Fig. 3. Detail of mucospheres constructed by Prorocentrum cf. balticum cells to aid prey capture.

Fig. 3

ad Three-dimensional structure of the mucospheres with a Z-stack sequence from the (1) bottom, (2) middle and (3) top, with  a mucosphere constructed in the absence of prey (axenic culture) (a), a mucosphere with captured prokaryotes (b), the same mucosphere as in b visualised with the fluorescent stain SYBR green (c), and a mucosphere with captured eukaryotic prey (R. salina) (d). e Chemotactic response (as Chemotactic Index (Ic)) of prokaryotic prey (microbiome present in the xenic P. cf. balticum culture) and eukaryotic prey (R. salina) to mucosphere derived chemicals.

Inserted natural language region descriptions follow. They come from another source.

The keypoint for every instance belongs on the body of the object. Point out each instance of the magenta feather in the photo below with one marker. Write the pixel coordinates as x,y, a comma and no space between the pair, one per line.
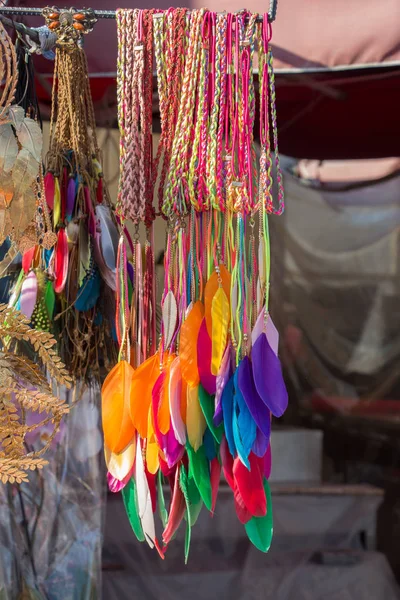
70,204
256,406
260,444
167,442
176,512
222,379
28,297
268,378
116,485
89,211
227,463
268,463
204,353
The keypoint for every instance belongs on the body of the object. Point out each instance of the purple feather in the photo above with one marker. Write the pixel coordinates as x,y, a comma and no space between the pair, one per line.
28,295
172,448
69,209
268,378
260,444
267,463
204,349
222,379
256,406
270,330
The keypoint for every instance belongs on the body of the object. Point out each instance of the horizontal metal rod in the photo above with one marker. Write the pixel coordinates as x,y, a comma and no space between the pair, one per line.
100,14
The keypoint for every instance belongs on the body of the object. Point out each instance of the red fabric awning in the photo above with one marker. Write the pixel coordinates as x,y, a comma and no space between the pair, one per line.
337,65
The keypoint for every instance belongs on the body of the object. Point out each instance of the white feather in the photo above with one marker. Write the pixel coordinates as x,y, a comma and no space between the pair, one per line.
144,498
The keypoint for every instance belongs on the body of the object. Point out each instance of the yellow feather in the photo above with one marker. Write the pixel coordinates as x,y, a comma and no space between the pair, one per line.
57,202
152,461
220,319
195,421
119,465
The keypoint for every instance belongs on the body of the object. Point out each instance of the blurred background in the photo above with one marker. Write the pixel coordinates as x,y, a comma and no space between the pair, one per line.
335,294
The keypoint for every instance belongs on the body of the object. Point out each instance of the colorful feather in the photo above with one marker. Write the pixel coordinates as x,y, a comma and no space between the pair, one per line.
152,449
204,351
199,470
260,529
169,318
188,344
175,396
115,394
61,262
207,407
220,319
250,485
177,511
49,299
268,376
215,477
145,509
212,286
49,188
70,203
120,465
195,421
256,406
142,385
57,203
227,412
260,444
29,294
129,495
268,326
222,379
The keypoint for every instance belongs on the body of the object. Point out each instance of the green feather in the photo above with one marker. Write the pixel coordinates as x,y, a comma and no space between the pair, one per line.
207,406
49,299
184,485
131,506
161,500
260,529
200,472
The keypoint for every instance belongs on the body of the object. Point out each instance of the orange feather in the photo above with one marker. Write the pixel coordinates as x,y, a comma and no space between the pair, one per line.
210,291
115,395
188,344
141,389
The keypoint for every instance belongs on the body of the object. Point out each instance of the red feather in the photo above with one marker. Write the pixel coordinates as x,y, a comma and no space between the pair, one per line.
215,475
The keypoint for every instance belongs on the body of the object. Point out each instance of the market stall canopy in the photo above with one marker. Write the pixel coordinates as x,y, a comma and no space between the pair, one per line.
337,65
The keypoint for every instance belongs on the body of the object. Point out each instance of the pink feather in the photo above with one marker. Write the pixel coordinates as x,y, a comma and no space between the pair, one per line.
270,330
175,393
29,292
204,353
176,512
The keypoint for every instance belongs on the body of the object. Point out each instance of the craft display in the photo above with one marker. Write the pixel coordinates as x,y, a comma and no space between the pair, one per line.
198,401
204,399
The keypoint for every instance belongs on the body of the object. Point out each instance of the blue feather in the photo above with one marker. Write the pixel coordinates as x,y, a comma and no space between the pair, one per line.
243,425
227,411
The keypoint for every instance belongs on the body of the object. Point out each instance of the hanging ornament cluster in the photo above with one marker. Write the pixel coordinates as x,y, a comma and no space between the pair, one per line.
67,281
202,401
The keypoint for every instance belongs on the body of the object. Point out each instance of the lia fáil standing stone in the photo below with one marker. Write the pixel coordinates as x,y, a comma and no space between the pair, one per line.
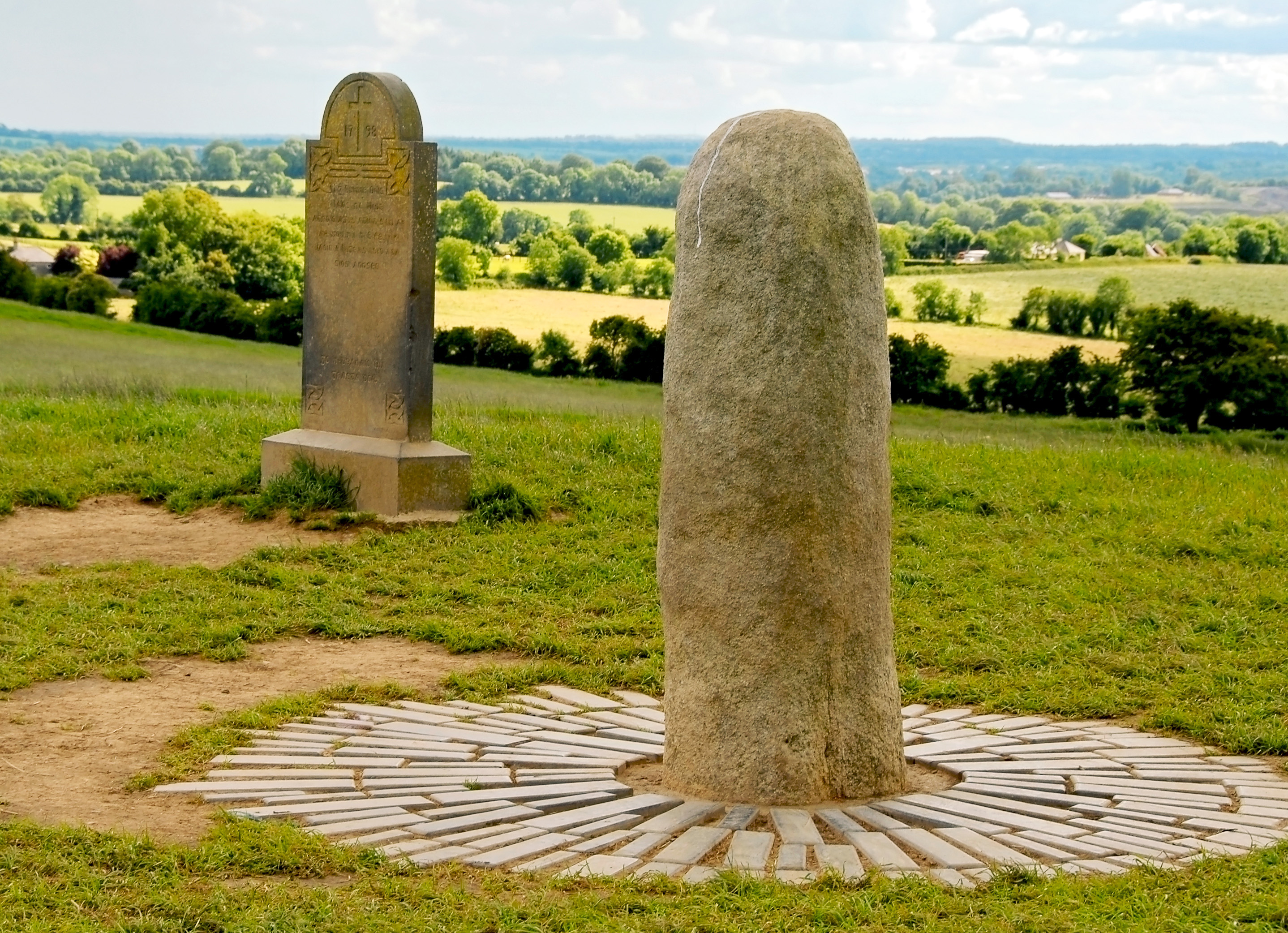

Mean ± standard error (n = 5 biologically independent samples). Mucosphere-derived chemicals attracted significantly (*) more prokaryotic and eukaryotic prey than culture filtrate controls (two-sided t-test, p = 9.27e−04 for prokaryotic and p = 4.07e−05 for eukaryotic prey). f Cumulative mucosphere production in conditions with different resource availability observed at 0, 4, and 8 h after illumination (14:10 light:dark cycle) over two days. The calculated values include when a single P. cf. balticum cell produced multiple mucospheres. Mean ± standard error (n = 26 cells; Kruskal–Wallis test, p = 4.06e−12). Images ad were taken with an Inverted Fluorescence Microscope (Nikon Eclipse Ti), fitted with a Nikon FITC 480/30 nm ex 535/45 nm em filter and a monochrome camera (Nikon DS-QiMc) under 200× magnification. Scale bars = 50 µm.